More resources, including readings, webinars, events and opportunities can be found through the Climate Change AI initiative.
David Rolnick is Assistant Professor and Canada CIFAR AI Chair at McGill University and Mila – Quebec AI Institute, and is a Co-founder and Chair of Climate Change AI.
AI research and development that lacks representation and diversity stands the risk of being biased, unfair, and inequitable. While AI research can support the development of novel solutions for addressing the climate crisis, researchers, companies and decision-makers need to consider how AI tools have the ability to harm as well as help.
After the 2004 Boxing Day Tsunami, I raised funds in my neighbourhood, which after travelling to an affected village in India, I donated to victims four years after the disaster. Witnessing firsthand the conditions people lived in, even years later, I realized how marginalized communities are significantly impacted by natural disasters and the effects of climate change. Climate change stands to increase inequality around the globe, but responsible AI research has the potential to address that. To advocate this, I’ve outlined the ABCs of incorporating mindful EDI into AI research.
Cultural integration and intersectionality go hand in hand in apprehending global problems and how they affect our most vulnerable populations. Stanford University’s Women in Data Science initiative practices responsible AI and reduces bias by ensuring women and BIPOC representation in research. Programs such as the CIFAR OSMO AI4Good Lab are dedicated to ensuring diverse perspectives feed into the future of AI technologies for the benefit of society.

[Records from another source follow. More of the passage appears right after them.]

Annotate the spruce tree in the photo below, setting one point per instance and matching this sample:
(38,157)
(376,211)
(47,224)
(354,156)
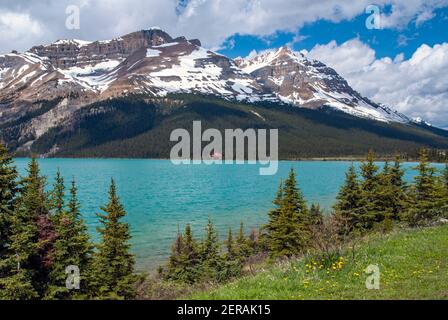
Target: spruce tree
(426,194)
(348,202)
(368,214)
(399,202)
(8,190)
(25,267)
(190,257)
(175,267)
(288,233)
(273,217)
(242,243)
(57,195)
(113,263)
(316,214)
(210,251)
(445,183)
(233,263)
(72,248)
(230,246)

Diversity is essential to a multifaceted understanding of climate issues and the democratization of AI.
Data is the lifeblood of AI technologies. Data that is unbiased and representative of the population has the potential to support robust algorithms that can deliver evidence-based social impact. Data should capture a complete picture of the problem without cropping out all that colonialism once identified as insignificant. Marginalized communities, such as Indigenous Peoples and their knowledge of the environment, needs to be included in building AI-based solutions for climate.
AI tools such as those used to track locust swarms and signal aerial pesticide sprayers are addressing the economic burden and food security issues faced by farmers in Africa. True change comes from AI research that takes into consideration outcomes that have a positive impact on all members of society. This involves applying novel AI solutions that address the unique issues different cultures and geographic regions face, and their ability to implement these tools.
Let’s implement EDI into AI climate research by apprehending, building and changing the way we do research to move forward positive solutions that will have a lasting impact.
Tami Vasanthakumaran is a youth ambassador with Plan International Canada’s Girls Belong Here program which advocates for gender equality around the world. Dr. Vasanthakumaran is enrolled in Harvard Medical School’s Global Clinical Scholars Research Training program.